Freedom in Christianity
by Christian Thomas Golden
Christianity (meaning, the way of life in which an individual believes in and acts according to the will of God and life of Jesus as written in The Bible) is mis-perceived as a binding servitude according to the rules, laws, regulations, and commandments as dictated by the writers of the text. Many people believe that Christianity consists of “do this” and “don’t do this.” People seem to believe that once a Christian acts or thinks in opposition to these do’s and dont’s, they’ve somehow lost their standing. In other words, it appears to me that many people (Christian and otherwise) believe that falling in line with the “do this” and “don’t do this” is actually Christianity in and of itself. Of course, they go on to add many things to that, such as “all Christians are hypocrites, liars, fakes, judgmental idiots.” Let’s not forget about “those Christians always talk about love, but I don’t see it!”
Of the latter end of that paragraph I say this: so then, that makes us all Christians, doesn’t it?
Now, for the rest of it. Let me tell you what I’ve experienced since the onset of my Christian life.
I am not enslaved by God. I am not enslaved by His commandents. I am not enslaved by my church. I am not enslaved by my Christian friends. I am not enslaved by The Bible.
I am aware of God. I am aware of His commandments. I am aware of my church. I am aware of my Christian friends. I am aware of the Bible.
Now, that first awareness (the awareness of God) has grown exponentially since my rebirth. I’ve come to know His will better. I’ve come to know His character better. I’ve come to better understand the what’s and why’s of His Word. As I’ve come to understand Him more, I’ve come to desire to spend more time with Him. I’ve come to desire to communicate more with Him. I’ve come to desire to please Him. As a result of this desire, I long to understand Him even more.

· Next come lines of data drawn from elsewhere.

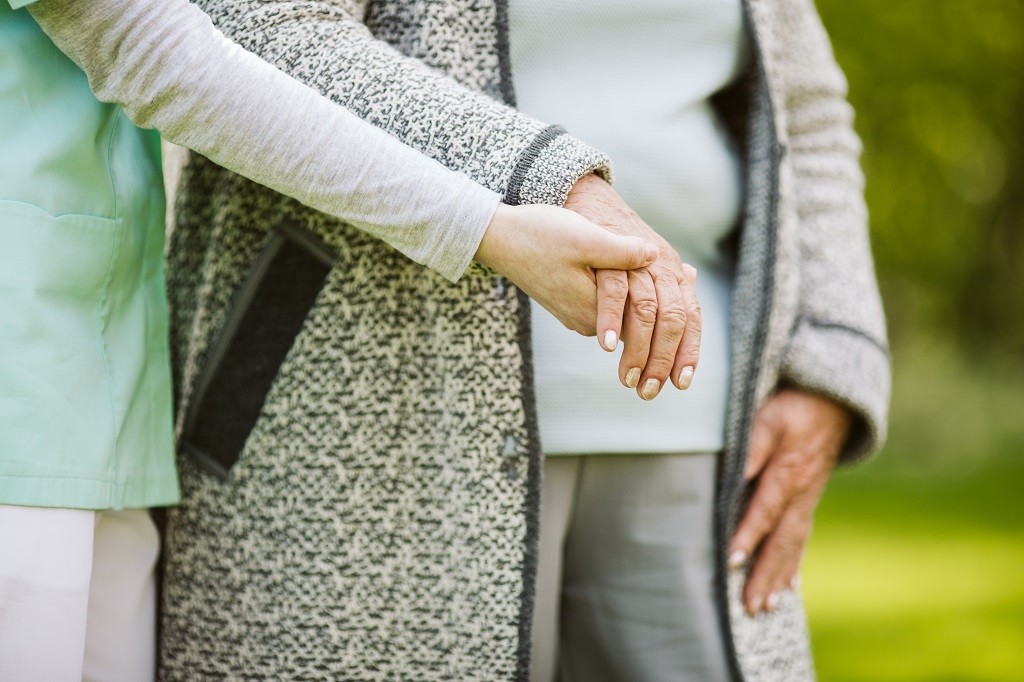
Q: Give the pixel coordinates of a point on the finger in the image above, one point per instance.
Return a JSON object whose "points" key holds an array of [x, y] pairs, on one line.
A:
{"points": [[763, 513], [777, 560], [638, 327], [765, 436], [669, 327], [612, 290], [600, 249], [688, 353]]}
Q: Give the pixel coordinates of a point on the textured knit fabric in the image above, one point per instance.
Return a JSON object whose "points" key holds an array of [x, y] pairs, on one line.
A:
{"points": [[381, 522], [85, 385], [675, 165], [169, 69]]}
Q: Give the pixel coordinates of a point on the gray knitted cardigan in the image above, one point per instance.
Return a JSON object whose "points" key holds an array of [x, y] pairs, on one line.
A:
{"points": [[381, 521]]}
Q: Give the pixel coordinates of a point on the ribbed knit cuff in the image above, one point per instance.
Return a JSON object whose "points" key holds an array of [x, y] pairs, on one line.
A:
{"points": [[553, 163], [847, 366]]}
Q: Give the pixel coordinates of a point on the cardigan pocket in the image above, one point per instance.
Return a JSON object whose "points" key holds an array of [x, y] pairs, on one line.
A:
{"points": [[262, 324]]}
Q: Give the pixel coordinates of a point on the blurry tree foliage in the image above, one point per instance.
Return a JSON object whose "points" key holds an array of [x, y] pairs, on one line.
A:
{"points": [[938, 86]]}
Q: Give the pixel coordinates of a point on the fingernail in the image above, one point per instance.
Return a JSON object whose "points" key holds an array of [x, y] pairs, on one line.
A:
{"points": [[650, 389]]}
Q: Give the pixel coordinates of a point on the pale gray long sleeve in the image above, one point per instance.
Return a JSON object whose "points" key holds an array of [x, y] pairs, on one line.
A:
{"points": [[166, 65]]}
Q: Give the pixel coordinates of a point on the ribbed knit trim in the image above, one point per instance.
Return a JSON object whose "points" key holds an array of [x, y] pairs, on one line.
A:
{"points": [[535, 454], [525, 162], [824, 324], [730, 493]]}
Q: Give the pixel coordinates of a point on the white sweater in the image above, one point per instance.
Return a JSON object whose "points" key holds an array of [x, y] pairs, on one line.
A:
{"points": [[600, 68]]}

Before I began building a relationship with God, I was only aware of what I knew in the natural state of my environment (that is, what I perceived on a daily basis). I am still quite aware of the natural state of my environment. In fact, I now have the ability to perceive the natural state, along with its relation to its supernatural state (that is, its relation to God).
Now, how does this influence my freedom (or lack thereof)? It serves to expand it! My God is not in the business of robotics! If I so choose, I can very well act regardless of God’s will. Does that mean it’s right? Of course not! Just as if I were not a Christian and I murdered someone, that would not be right! Does that mean that I would then be a slave to the religion of “Murdering-is-Wrong-anity?”
Well, that just sounds silly.
The point is, through the experience of the Christian rebirth, one does not loose freedom. One simply gains the freedom to choose whether or not to obey God’s will. You’ve still got all that freedom you had before.
Again, what is freedom but the ability to choose? Does not freedom then expand as more choices are made known to you?
I say without any reserve or hesitation that I have become and will continue to become exponentially more free as I build my relationship with God.
You literally have nothing to lose by gaining Christ, but that which you choose to abandon in favor of Him. It is entirely up to you.